Armando Saraiva de Melo era bom docente de Psicologia infantil, comparável aos já referidos, mas medíocre diretor e execrável cidadão, reacionário e déspota. Presidente da União Nacional no distrito da Guarda, imprimia um cunho ideológico à instituição e tornou-a um veículo de propaganda do regime.

Os outros professores, recrutados por convite, caíram no corpo docente como Pilatos no credo romano. Não eram recomendáveis. A Pedagogia fora entregue ao prof. Lourenço, um bom homem, temente a Deus e ao diretor, afeito à submissão do seminário e incapaz de ir além do compêndio. O ensino primário perdeu o bom professor e a EMPG ganhou um medíocre. Em Didática e Legislação Escolar o professor Vasco debitava os livros oficiais, desenvolto da parte da manhã, e titubeante depois do almoço. O de Educação Física, Crespo de Carvalho, usava as aulas para propaganda monárquica e salazarista e, se acaso sabia preparar professores para a educação física das crianças, não o chegámos a saber.

O padre Melo, que depois do 25 de Abril deixaria o múnus, lecionava a disciplina de Música e divertia-se a gozar os desafinados. O padre Queijo Cabral era o professor de Religião católica, disciplina obrigatória no currículo académico e na prática individual, cuja prova escrita tinha como pergunta sacramental: «as provas da existência de Deus», onde levei longe a dissimulação e o brilhantismo referindo-lhe as provas de Tomás de Aquino, um santo doutor da sua Igreja, estudado no 7.ºano do liceu na disciplina de Filosofia, cadeira que preparei, à margem do curso, para o exame liceal. Era obrigatória a cadeira de Religião Católica e não havia aulas de Português.

A missa da consagração do curso era obrigatória. Levei tão longe a dissimulação que, na missa, depois de o Ricardo ter avançado para segunda hóstia, o diretor não o tinha visto na primeira, acabei com o Tamagnini a estender a língua à rodela de pão ázimo que o padre distribuía a todos os finalistas.

A Escola do Magistério não era uma instituição estimável, já o disse e devo repeti-lo. O Diretor era, por inerência, chefe da secretaria e o 3.º oficial, Sr. Preto, de baixa estatura física e ética, era arrogante, grosseiro e vingativo. Julgava-se dono da loja e humilhava os alunos. Levei escondido um rolo de papel higiénico para pegar no diploma de curso que aguardei em longa fila, para lhe dizer que não queria sujar as mãos onde estiveram as dele, deixando-o aos gritos, dentro do balcão, enquanto virei costas ao antro.

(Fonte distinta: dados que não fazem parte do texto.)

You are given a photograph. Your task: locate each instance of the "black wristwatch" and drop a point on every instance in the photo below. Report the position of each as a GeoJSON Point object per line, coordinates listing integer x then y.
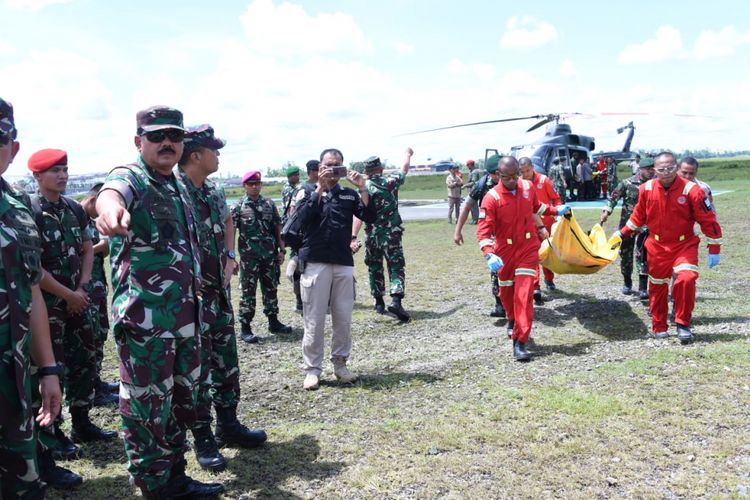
{"type": "Point", "coordinates": [50, 370]}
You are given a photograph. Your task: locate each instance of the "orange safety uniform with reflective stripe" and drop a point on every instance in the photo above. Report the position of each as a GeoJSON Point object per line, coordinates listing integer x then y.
{"type": "Point", "coordinates": [506, 228]}
{"type": "Point", "coordinates": [672, 245]}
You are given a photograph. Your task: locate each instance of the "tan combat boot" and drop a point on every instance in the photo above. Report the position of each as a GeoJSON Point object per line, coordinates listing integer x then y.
{"type": "Point", "coordinates": [341, 372]}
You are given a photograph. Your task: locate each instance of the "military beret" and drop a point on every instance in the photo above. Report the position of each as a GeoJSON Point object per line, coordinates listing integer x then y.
{"type": "Point", "coordinates": [45, 159]}
{"type": "Point", "coordinates": [7, 122]}
{"type": "Point", "coordinates": [253, 175]}
{"type": "Point", "coordinates": [203, 136]}
{"type": "Point", "coordinates": [491, 164]}
{"type": "Point", "coordinates": [158, 118]}
{"type": "Point", "coordinates": [292, 170]}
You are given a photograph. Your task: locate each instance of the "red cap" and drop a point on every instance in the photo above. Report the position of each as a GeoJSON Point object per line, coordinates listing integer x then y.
{"type": "Point", "coordinates": [45, 159]}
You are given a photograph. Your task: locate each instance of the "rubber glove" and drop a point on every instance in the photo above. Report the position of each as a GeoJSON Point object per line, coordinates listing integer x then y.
{"type": "Point", "coordinates": [493, 262]}
{"type": "Point", "coordinates": [615, 241]}
{"type": "Point", "coordinates": [713, 259]}
{"type": "Point", "coordinates": [562, 209]}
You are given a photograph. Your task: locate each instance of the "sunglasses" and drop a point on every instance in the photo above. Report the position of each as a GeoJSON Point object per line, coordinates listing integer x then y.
{"type": "Point", "coordinates": [173, 134]}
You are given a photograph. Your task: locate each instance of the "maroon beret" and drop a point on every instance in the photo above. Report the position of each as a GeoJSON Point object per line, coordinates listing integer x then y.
{"type": "Point", "coordinates": [45, 159]}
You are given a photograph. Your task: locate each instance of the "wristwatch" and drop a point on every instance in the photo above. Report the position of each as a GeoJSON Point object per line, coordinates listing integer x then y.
{"type": "Point", "coordinates": [50, 370]}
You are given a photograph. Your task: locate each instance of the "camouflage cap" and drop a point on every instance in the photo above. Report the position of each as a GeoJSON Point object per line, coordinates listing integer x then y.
{"type": "Point", "coordinates": [490, 166]}
{"type": "Point", "coordinates": [203, 136]}
{"type": "Point", "coordinates": [158, 118]}
{"type": "Point", "coordinates": [7, 122]}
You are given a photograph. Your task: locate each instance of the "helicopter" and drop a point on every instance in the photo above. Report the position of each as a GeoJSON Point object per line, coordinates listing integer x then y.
{"type": "Point", "coordinates": [558, 141]}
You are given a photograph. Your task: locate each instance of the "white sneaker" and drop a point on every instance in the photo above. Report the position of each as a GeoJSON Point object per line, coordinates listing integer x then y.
{"type": "Point", "coordinates": [312, 382]}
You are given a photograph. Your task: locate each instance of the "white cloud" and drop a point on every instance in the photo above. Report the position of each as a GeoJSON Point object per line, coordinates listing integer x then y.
{"type": "Point", "coordinates": [527, 32]}
{"type": "Point", "coordinates": [33, 4]}
{"type": "Point", "coordinates": [567, 68]}
{"type": "Point", "coordinates": [287, 29]}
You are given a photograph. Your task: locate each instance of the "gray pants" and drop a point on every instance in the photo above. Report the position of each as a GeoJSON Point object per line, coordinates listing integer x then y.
{"type": "Point", "coordinates": [323, 285]}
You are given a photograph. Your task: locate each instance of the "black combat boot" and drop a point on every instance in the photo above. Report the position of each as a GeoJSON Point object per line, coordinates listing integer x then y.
{"type": "Point", "coordinates": [84, 429]}
{"type": "Point", "coordinates": [276, 326]}
{"type": "Point", "coordinates": [248, 336]}
{"type": "Point", "coordinates": [65, 449]}
{"type": "Point", "coordinates": [520, 352]}
{"type": "Point", "coordinates": [499, 310]}
{"type": "Point", "coordinates": [379, 305]}
{"type": "Point", "coordinates": [229, 431]}
{"type": "Point", "coordinates": [56, 476]}
{"type": "Point", "coordinates": [396, 308]}
{"type": "Point", "coordinates": [207, 451]}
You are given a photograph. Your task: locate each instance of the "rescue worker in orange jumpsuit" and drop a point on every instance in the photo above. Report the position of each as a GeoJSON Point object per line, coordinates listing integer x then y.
{"type": "Point", "coordinates": [670, 206]}
{"type": "Point", "coordinates": [509, 232]}
{"type": "Point", "coordinates": [545, 193]}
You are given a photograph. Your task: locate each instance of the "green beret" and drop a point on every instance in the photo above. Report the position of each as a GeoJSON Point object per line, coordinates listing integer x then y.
{"type": "Point", "coordinates": [490, 166]}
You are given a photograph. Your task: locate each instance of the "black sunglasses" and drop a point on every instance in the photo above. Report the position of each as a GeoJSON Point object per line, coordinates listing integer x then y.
{"type": "Point", "coordinates": [173, 134]}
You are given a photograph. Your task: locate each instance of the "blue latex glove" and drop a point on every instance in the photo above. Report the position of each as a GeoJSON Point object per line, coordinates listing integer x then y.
{"type": "Point", "coordinates": [562, 209]}
{"type": "Point", "coordinates": [493, 262]}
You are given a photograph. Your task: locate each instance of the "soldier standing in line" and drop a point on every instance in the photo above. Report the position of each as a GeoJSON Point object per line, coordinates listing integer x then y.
{"type": "Point", "coordinates": [24, 342]}
{"type": "Point", "coordinates": [67, 258]}
{"type": "Point", "coordinates": [156, 275]}
{"type": "Point", "coordinates": [490, 179]}
{"type": "Point", "coordinates": [104, 393]}
{"type": "Point", "coordinates": [220, 372]}
{"type": "Point", "coordinates": [384, 235]}
{"type": "Point", "coordinates": [627, 191]}
{"type": "Point", "coordinates": [261, 253]}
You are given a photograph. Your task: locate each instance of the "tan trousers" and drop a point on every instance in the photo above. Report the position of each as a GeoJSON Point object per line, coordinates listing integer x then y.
{"type": "Point", "coordinates": [324, 285]}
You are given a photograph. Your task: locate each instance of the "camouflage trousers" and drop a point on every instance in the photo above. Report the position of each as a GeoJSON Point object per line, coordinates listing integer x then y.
{"type": "Point", "coordinates": [158, 392]}
{"type": "Point", "coordinates": [220, 372]}
{"type": "Point", "coordinates": [253, 270]}
{"type": "Point", "coordinates": [377, 249]}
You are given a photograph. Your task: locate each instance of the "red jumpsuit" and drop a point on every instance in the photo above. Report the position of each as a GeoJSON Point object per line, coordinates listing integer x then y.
{"type": "Point", "coordinates": [545, 193]}
{"type": "Point", "coordinates": [672, 244]}
{"type": "Point", "coordinates": [507, 229]}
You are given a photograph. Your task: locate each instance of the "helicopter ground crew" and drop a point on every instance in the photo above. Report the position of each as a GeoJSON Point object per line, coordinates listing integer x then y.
{"type": "Point", "coordinates": [509, 233]}
{"type": "Point", "coordinates": [670, 206]}
{"type": "Point", "coordinates": [545, 193]}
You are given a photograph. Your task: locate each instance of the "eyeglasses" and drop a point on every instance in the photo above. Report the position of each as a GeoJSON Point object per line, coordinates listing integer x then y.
{"type": "Point", "coordinates": [173, 134]}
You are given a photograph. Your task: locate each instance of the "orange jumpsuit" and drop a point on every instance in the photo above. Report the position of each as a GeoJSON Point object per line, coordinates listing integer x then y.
{"type": "Point", "coordinates": [507, 229]}
{"type": "Point", "coordinates": [672, 244]}
{"type": "Point", "coordinates": [545, 193]}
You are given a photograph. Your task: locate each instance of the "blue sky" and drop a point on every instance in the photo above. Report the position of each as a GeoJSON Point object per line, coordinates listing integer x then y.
{"type": "Point", "coordinates": [283, 80]}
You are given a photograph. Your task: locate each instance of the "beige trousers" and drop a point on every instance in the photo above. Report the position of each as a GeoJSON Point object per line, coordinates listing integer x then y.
{"type": "Point", "coordinates": [323, 285]}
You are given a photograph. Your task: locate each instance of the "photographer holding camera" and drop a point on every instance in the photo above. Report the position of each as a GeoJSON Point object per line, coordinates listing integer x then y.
{"type": "Point", "coordinates": [327, 265]}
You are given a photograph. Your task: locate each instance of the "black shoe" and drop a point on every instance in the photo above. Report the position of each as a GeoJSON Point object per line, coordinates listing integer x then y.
{"type": "Point", "coordinates": [520, 352]}
{"type": "Point", "coordinates": [56, 476]}
{"type": "Point", "coordinates": [248, 336]}
{"type": "Point", "coordinates": [276, 326]}
{"type": "Point", "coordinates": [84, 429]}
{"type": "Point", "coordinates": [65, 449]}
{"type": "Point", "coordinates": [684, 334]}
{"type": "Point", "coordinates": [207, 451]}
{"type": "Point", "coordinates": [396, 308]}
{"type": "Point", "coordinates": [509, 327]}
{"type": "Point", "coordinates": [229, 431]}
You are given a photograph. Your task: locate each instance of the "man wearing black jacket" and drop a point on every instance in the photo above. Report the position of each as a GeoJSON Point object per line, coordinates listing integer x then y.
{"type": "Point", "coordinates": [326, 257]}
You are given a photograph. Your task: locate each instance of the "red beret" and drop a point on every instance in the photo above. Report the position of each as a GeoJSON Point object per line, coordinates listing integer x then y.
{"type": "Point", "coordinates": [45, 159]}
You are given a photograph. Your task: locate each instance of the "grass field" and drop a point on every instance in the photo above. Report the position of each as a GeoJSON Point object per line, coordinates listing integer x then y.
{"type": "Point", "coordinates": [442, 410]}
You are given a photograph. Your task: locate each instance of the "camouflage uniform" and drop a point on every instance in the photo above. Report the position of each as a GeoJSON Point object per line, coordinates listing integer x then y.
{"type": "Point", "coordinates": [384, 235]}
{"type": "Point", "coordinates": [220, 373]}
{"type": "Point", "coordinates": [155, 277]}
{"type": "Point", "coordinates": [556, 175]}
{"type": "Point", "coordinates": [627, 190]}
{"type": "Point", "coordinates": [20, 269]}
{"type": "Point", "coordinates": [256, 223]}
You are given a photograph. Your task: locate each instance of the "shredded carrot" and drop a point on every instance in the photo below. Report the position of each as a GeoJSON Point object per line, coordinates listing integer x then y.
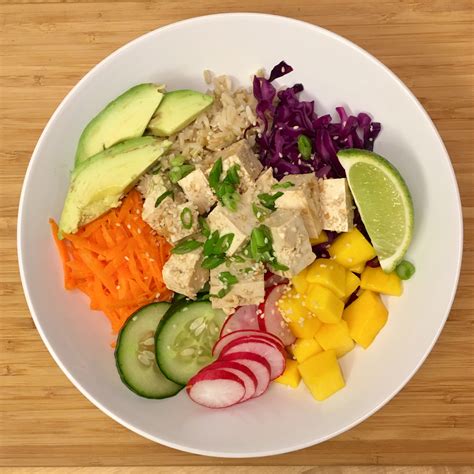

Até os contínuos eram do piorio. Um era fortemente suspeito de ser informador da Pide e a D. Sofia a megera que palpava as pernas às alunas para apurar se levavam meias. As de vidro eram transparentes e obedeciam à pudicícia imposta, mas após o conhecimento de que uma aluna escarnecera as normas, imitando a costura, com um risco a lápis nas pernas desnudas, a D. Sofia encarregou-se de apalpar as pernas num espetáculo obsceno de humilhação e impudor, à entrada na Escola.

Foram dois anos penosos que terminaram com a fotografia de curso tirada no seminário, na companhia insólita do bispo, o reacionário Policarpo da Costa Vaz, e com a missa de consagração na igreja da Misericórdia, sempre sob a vigilância policial do diretor Melo.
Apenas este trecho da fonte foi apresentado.